Nurses are an important part of the public policy conversation- advising, performing, and monitoring policies and procedures critical to exceptional patient care. Below you will find news and resources from ARIN leadership to educate and empower nurses in the healthcare policy arena:

Nursing Community and the Issues- Learn About the Title VIII Nursing Workforce Development Program, which addresses critical nursing concerns such as continuing education, nurse shortages, and workplace improvement. ARIN is proud to be a member of the Nursing Community coalition, and encourages you to become an advocate of the nursing profession in making a difference in healthcare.

January 2015

Advanced Nursing Education: $63.581 million (3.2% increase over FY 2014)

Nurse Education, Practice, Quality and Retention: $39.913 million (5% increase over FY 2014)

Comprehensive Geriatric Education Program: $4.5 million (3.2% increase over FY 2014)

Nurse Faculty Loan Program: $26.5 million (7.9% increase over FY 2014)

NURSE Corps Loan Repayment and Scholarship Program: $81.785 million (2.2% increase over FY 2014)

Nursing Workforce Diversity did not receive an increase


National Institute of Nursing Research received $140.953 million (0.3% increase over FY 2014)

Nursing Community Meeting January 13, 2015

A letter from ARIN Leadership Regarding Public Policy:

Dear Colleagues,

Nurses, especially those belonging to ARIN, need to become more involved in public policy issues related to nursing and health care. Newly developed radiologic equipment and software, interventional radiologic procedures, the use of contrast media, and tests performed on the minimally injured patient to the complex elderly patient in the radiology arena make our participation necessary to maintain optimum nursing standards.

Today, performing Excellent Patient Care is only one responsibility included in the radiologic and imaging nurse’s role. Each day when we go home to our families, we listen to the daily news and hear of the many medical issues that are not beneficial to our patients, family and community, whom are in need of our professional input. Some of these issues we observe within our present employment, other issues are those brought to us by friends and family seeking assistance in navigating within the healthcare arena.

Many patients are not informed of their rights. Patients should be made aware of the risks and the benefits of these tests and procedures, including the medications and contrast medias they are to receive, but in the rush to get the patients in-and-out, these formalities are missed.

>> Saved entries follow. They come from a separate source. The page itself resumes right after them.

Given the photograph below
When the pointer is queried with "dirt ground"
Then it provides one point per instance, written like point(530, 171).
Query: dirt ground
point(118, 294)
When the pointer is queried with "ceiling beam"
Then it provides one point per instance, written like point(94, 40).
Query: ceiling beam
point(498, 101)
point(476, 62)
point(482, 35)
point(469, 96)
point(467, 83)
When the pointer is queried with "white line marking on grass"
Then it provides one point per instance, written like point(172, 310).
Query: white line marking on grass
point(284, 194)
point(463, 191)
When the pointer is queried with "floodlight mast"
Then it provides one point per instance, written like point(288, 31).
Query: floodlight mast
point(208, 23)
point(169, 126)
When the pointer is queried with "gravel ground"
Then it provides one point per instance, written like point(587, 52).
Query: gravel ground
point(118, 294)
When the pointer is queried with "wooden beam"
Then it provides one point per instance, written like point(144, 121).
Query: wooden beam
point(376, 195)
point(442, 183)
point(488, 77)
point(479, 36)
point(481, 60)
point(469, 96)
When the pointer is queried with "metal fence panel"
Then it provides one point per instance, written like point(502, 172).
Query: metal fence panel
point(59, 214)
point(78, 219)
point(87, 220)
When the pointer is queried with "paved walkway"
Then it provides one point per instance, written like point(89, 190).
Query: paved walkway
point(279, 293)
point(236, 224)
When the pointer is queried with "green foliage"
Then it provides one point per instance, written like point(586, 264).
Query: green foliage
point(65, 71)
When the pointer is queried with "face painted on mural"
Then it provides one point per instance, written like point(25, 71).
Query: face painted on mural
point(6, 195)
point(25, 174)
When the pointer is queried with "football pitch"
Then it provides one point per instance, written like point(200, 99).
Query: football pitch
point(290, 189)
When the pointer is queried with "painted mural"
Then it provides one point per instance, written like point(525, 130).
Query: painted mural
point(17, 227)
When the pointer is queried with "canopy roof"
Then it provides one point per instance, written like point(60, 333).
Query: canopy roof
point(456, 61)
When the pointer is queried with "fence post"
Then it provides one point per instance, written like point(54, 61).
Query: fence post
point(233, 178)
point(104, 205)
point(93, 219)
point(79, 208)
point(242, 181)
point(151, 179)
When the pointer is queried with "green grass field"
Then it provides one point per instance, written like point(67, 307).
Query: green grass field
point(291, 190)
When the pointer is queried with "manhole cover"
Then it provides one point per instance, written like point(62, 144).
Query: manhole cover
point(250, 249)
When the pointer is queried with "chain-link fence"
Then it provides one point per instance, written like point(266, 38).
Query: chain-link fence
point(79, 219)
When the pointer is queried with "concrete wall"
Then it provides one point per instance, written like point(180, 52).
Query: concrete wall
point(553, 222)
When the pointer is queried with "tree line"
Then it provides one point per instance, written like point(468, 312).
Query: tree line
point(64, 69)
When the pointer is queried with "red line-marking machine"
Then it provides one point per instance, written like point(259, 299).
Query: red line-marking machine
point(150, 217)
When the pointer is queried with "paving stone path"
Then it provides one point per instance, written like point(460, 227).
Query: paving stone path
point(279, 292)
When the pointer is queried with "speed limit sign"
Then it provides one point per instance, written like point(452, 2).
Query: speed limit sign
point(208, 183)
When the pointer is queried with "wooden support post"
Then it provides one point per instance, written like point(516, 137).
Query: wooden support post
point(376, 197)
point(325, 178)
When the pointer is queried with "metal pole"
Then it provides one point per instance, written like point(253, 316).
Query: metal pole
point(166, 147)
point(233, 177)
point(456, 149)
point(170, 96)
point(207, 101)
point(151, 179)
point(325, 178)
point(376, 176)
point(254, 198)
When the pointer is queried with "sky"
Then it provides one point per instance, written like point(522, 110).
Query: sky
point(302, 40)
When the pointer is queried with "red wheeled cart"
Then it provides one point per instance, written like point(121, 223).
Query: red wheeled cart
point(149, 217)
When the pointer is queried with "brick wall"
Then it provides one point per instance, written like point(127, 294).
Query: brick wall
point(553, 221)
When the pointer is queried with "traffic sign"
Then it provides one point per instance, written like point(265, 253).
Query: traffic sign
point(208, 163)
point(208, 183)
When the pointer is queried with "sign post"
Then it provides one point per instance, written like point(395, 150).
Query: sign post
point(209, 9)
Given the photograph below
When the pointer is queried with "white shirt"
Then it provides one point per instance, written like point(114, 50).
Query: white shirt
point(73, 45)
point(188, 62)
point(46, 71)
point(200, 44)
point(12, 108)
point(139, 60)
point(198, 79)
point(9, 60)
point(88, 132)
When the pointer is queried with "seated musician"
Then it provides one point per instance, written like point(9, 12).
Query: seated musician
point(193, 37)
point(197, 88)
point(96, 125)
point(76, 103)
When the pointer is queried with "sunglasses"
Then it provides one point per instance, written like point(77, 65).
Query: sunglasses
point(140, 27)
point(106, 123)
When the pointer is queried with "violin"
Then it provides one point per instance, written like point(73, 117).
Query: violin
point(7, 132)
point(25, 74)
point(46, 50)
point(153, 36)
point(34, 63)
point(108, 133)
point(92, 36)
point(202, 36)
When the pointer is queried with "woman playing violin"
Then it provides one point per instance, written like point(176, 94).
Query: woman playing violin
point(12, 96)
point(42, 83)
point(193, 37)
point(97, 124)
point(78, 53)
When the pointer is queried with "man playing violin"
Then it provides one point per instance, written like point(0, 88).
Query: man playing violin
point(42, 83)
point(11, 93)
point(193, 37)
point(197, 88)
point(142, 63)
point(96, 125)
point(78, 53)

The public assumes that outpatient care centers are “doing the right thing”, while in fact, they are not always practicing with the required regulations and guidelines and thus, jeopardizing patient care. Professionals, although aware of their actions, sometimes find the almighty dollar a greater goal. A patient will receive an order from their cardiologist for a Cardiac CTA and be referred to an outpatient facility. To prepare for this exam the patient receives two prescriptions. One drug is ordered to be taken prior to the test to “slow down their heart rate” so that the test can be completed. The other pill is to be taken when the CT technologist instructs the patient to take the pill. The patient is placed on a cardiac monitor during the scan, but does not see a nurse or physician, and no one takes their blood pressure. The patient is sent home being told the doctor will be getting the results. Is this the care we advocate for our patients?

Sometimes the impending healthcare issues are either not fully discussed or improperly thought out, in need of nursing advice. A recent Sunday newspaper had an article relating to the new stipulation put forth by Congress requiring patients taking controlled pain medications to see their ordering physicians monthly to obtain their prescribed pain medications. This new requirement was put into place to prevent the many controlled pain medication overdoses, but does not consider the already overly booked physician, the financially strained patient who now has to pay another co pay, the overwhelmed family caregiver who has to transport the patient to the physician who is fully aware of the patient’s chronic or cancer pain. We, as nurses, may be able to devise a plan to assist the patients and remain in compliance with federal regulations.

The Affordable Care Act was brought into existence to provide health care to the many that were rejected or who could not afford health care insurance for themselves or their family. However, businesses and insurance companies are willing to fight to avoid providing affordable health care. An example of this is the unwillingness to pay for birth control medications based on the company’s religious convictions despite the reasoning for the birth control medications.

Today, it is imperative that nurses occupy positions of leadership and decision-making. The American Nurses Association encourages us, in ARIN, to join the thousands of other nurses from across the country in becoming grassroots nurse advocates, contributing to health care issues in efforts to help everyone, and ensuring effective and safe health care policies are approved.